81  The Classical Machine Learning Paradigm

Before transformers, before backpropagation through hundred billion parameter networks, there was a clean and durable idea: a learning algorithm is a procedure that takes data and returns a function. The classical machine learning paradigm formalizes this idea with enough precision that we can reason about when learning works, why it generalizes, and how to trade off competing concerns. This chapter develops that formalism, the supervised learning setup, empirical risk minimization, loss functions, hypothesis classes, and generalization theory, and then argues that this machinery remains indispensable in the deep learning era rather than a historical curiosity.

81.1 1. The Supervised Learning Setup

81.1.1 1.1 Inputs, outputs, and the data distribution

Supervised learning begins with an input space \(\mathcal{X}\) and an output space \(\mathcal{Y}\). We assume there exists an unknown joint probability distribution \(\mathcal{D}\) over \(\mathcal{X} \times \mathcal{Y}\). A training set is a collection of \(n\) examples

\[ S = \{(x_1, y_1), (x_2, y_2), \ldots, (x_n, y_n)\} \]

drawn independently and identically distributed (i.i.d.) from \(\mathcal{D}\). The i.i.d. assumption is the load bearing assumption of the entire framework. It says the data we train on and the data we will eventually be evaluated on come from the same source, and that examples do not influence one another. When this assumption breaks, through distribution shift, temporal correlation, or selection bias, the guarantees discussed below weaken or vanish.

The goal is to produce a predictor \(h: \mathcal{X} \to \mathcal{Y}\) that maps inputs to outputs well, where “well” is defined precisely in Section 2. When \(\mathcal{Y}\) is a finite set of labels we call the task classification; when \(\mathcal{Y} = \mathbb{R}\) or \(\mathbb{R}^k\) we call it regression. The same theory covers both.
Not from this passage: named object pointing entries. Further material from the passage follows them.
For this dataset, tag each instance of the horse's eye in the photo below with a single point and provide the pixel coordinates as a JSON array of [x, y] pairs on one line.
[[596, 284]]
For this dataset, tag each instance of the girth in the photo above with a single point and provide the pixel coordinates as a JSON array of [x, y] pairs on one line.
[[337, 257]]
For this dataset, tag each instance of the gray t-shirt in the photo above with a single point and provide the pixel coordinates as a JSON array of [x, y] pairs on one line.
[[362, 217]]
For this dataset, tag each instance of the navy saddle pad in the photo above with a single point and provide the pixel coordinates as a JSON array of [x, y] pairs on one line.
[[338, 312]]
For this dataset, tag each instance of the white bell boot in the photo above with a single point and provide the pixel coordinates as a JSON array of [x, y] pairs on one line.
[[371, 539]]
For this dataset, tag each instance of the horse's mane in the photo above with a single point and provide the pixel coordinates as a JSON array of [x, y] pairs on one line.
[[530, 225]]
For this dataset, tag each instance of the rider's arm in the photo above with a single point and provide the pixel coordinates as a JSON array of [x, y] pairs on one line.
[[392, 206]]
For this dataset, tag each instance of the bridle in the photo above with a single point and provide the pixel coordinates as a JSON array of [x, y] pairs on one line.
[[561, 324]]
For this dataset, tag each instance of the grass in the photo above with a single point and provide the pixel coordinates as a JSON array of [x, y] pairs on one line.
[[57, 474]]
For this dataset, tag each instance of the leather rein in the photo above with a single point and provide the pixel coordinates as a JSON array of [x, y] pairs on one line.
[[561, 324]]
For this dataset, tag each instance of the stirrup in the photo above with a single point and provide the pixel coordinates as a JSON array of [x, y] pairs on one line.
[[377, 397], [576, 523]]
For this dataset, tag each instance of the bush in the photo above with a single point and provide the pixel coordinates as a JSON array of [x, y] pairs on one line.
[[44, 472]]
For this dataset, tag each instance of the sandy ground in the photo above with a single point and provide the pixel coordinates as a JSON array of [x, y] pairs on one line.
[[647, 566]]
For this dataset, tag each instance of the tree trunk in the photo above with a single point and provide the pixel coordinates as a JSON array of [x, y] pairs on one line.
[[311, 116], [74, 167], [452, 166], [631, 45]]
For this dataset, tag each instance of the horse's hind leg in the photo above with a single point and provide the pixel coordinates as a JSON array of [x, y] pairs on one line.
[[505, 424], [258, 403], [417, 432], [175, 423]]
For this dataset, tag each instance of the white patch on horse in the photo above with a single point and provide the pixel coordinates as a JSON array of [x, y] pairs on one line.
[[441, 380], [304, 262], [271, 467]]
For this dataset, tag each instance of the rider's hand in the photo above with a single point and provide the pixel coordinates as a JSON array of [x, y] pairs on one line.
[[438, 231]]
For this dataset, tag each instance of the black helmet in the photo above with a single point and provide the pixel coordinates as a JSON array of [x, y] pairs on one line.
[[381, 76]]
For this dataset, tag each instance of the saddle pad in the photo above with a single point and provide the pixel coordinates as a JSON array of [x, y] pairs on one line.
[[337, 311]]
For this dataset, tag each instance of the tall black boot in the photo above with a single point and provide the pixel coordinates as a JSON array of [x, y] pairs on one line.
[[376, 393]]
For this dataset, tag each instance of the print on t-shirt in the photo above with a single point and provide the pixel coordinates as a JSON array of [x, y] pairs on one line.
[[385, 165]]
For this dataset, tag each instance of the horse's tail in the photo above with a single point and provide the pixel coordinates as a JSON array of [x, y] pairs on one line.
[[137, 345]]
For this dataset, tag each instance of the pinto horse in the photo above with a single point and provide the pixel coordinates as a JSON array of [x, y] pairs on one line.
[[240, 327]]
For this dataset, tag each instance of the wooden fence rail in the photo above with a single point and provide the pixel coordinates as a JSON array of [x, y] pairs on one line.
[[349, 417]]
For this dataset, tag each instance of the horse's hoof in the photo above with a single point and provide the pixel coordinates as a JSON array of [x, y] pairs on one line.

81.1.2 1.2 What we are really estimating

It is tempting to think the target is a deterministic function \(f^\star(x)\), but the world is noisier than that. The same input \(x\) can be associated with different labels \(y\). The framework handles this by working with the conditional distribution \(\mathcal{D}(y \mid x)\). The best possible deterministic predictor under squared loss, for instance, is the conditional mean \(\mathbb{E}[y \mid x]\), and under zero one loss it is the most probable label \(\arg\max_y \mathcal{D}(y \mid x)\), called the Bayes optimal classifier. No algorithm can do better than the Bayes predictor on the underlying distribution, and the residual error it incurs, the Bayes error, is irreducible. Recognizing irreducible error keeps us honest about when more data or a bigger model will help and when it will not.

81.2 2. Empirical Risk Minimization

81.2.1 2.1 Risk, the quantity we care about

Fix a loss function \(\ell(\hat{y}, y) \geq 0\) that measures the penalty for predicting \(\hat{y}\) when the truth is \(y\). The true risk, also called the generalization error or population risk, of a predictor \(h\) is its expected loss over the data distribution:

\[ R(h) = \mathbb{E}_{(x, y) \sim \mathcal{D}} \big[ \ell(h(x), y) \big]. \]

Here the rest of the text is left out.